Search code examples
pythoncsvassert

How to check if content of CSV file follows a specific format in Python?


I am creating a python program that take a CSV file as an input (location of file as command-line) and before doing any preprocessing, it asserts if the content of the file is in specific format and if not, raise an exception to the user stating choose correct files.

The content should be something like this:

Sr.no .  Codes .  v1 .     v2 .     v3 .     v4 .   ... v300
1 .      code1 .  val1 .   val2 .   val3 .   NA .   ... NA
2 .      code2 .  val4 .   NA .     NA .     NA .   ... NA
3 .      code3 .  val5 .   val6 .   NA .     NA .   ... NA
4 .      code4 .  val7 .   val8 .   val9 .   NA .   ... NA
.
.

Basically it should be a CSV file, with first two columns as SrNo. and Codes and next 300 columns as some values, followed by 'NA' up to 300.

If user uploads something like this

Sr.no .  Codes .  v1 .     v2 .      v3 .    . . . . . v300
1 .      code1 .  NA .     val1 .    NA .    . . . . . NA 
2 .      code2 .  val2 .   val3 .    NA .    . . . . . NA

It should raise an exception as in line with Srno=1, there is a value, in column v2 despite having NA in column v1.

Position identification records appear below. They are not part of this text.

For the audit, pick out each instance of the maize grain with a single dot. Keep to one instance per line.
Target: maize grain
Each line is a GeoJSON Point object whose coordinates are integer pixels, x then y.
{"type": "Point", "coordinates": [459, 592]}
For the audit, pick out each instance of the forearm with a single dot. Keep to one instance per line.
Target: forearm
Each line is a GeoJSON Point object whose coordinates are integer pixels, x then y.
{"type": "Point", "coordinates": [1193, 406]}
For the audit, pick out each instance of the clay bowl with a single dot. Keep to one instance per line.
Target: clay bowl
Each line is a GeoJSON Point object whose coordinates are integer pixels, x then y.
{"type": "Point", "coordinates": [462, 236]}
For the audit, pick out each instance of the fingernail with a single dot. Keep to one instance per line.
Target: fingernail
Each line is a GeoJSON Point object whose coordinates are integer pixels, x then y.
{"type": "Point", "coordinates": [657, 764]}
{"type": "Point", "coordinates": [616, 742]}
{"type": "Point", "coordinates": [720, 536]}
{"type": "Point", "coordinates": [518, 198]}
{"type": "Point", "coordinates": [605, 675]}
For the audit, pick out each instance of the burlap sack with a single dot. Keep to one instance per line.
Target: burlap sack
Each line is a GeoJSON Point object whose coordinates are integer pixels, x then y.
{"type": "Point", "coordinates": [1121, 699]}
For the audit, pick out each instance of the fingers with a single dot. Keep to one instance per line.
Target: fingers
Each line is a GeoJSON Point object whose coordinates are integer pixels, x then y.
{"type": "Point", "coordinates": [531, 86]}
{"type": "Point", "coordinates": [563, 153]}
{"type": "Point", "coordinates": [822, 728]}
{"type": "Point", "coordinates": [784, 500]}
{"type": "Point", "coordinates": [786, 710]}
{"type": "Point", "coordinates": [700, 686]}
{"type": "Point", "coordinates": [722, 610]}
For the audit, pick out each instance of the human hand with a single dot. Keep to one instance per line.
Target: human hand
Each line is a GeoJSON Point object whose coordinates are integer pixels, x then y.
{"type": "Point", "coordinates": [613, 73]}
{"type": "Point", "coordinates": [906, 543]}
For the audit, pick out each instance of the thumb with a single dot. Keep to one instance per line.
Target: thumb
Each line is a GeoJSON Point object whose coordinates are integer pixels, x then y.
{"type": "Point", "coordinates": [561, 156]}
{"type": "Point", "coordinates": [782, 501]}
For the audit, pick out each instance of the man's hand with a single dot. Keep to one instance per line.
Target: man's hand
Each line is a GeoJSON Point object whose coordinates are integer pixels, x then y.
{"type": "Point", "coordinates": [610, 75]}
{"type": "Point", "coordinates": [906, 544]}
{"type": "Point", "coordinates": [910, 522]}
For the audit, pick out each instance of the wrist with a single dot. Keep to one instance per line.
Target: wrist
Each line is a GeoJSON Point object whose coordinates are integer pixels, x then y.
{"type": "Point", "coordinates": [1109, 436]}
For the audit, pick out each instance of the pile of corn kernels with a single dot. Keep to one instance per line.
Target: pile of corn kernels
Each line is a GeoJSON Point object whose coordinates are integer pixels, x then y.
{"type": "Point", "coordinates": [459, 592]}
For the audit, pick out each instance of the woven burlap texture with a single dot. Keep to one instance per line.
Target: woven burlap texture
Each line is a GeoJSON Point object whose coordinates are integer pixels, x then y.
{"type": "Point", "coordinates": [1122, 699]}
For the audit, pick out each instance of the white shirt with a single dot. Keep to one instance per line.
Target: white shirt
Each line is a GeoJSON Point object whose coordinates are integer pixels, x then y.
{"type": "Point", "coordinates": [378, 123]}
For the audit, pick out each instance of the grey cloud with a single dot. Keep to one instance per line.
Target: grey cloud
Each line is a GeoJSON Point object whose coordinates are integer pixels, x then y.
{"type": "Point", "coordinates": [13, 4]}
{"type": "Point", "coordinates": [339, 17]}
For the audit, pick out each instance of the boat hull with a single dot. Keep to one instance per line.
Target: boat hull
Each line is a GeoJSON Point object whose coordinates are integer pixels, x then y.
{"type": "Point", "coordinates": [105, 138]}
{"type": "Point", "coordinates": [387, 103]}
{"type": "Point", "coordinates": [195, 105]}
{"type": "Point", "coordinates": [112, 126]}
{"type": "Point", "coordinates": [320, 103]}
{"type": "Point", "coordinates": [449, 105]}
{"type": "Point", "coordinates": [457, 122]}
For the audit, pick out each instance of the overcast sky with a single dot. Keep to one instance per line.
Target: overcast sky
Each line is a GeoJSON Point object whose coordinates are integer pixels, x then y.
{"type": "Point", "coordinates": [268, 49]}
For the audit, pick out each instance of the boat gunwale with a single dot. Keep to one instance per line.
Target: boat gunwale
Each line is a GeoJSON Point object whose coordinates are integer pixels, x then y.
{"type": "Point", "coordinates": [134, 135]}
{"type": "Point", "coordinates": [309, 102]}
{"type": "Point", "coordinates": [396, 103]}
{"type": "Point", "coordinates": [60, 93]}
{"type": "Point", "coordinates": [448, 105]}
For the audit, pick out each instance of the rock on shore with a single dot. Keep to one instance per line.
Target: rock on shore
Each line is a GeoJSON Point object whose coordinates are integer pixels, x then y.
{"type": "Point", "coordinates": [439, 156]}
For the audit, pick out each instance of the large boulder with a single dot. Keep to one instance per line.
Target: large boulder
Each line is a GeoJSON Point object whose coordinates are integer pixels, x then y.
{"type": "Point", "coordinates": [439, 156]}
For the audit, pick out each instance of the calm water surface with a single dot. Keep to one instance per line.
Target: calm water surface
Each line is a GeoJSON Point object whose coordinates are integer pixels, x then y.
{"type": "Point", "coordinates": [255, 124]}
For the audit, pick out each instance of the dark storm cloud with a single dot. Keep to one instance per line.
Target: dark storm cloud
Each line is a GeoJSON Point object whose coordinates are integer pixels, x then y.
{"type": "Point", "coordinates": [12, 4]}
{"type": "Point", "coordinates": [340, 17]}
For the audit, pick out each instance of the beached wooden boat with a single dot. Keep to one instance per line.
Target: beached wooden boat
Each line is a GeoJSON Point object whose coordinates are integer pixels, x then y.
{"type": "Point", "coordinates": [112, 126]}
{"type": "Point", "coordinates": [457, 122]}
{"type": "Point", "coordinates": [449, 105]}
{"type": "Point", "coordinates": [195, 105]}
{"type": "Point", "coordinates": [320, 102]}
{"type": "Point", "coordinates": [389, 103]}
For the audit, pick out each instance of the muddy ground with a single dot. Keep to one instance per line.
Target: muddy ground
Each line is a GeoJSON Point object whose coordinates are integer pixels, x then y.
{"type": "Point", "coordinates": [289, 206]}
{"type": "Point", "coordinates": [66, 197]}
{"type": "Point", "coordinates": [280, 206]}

Want to know, how I can assert if the content of file is in this format using Python(a sample code snippet would be helpful). Also sources from where I can learn how to assert file content content for not just this format but generic formats as well.

For now, I have reached up to here, and need to complete assert_format function

import sys
import csv

def assert_format(file_name):

    csv_file = open(file_name)
    reader = csv.reader(csv_file)

    #code to check format

    return True

file_name = sys.argv[1]

if assert_format(file_name):
    print("format is correct")
else:
    print("choose correct file")

Thanks in advance!


Solution

  • See if this fits your requirement:

    import sys
    import csv
    def assert_format(file_name):
        with open(file_name, 'rb') as csvfile:
            reader = csv.reader(csvfile, delimiter='.')
            for row in reader:
                flag=False
                for cell in row:
                    if(cell == 'NA' and not flag):
                            flag=True
                    elif(cell == 'NA' and flag):
                            return False
        return True
    
    file_name = sys.argv[1]
    
    if assert_format(file_name):
        print("format is correct")
    else:
        print("choose correct file")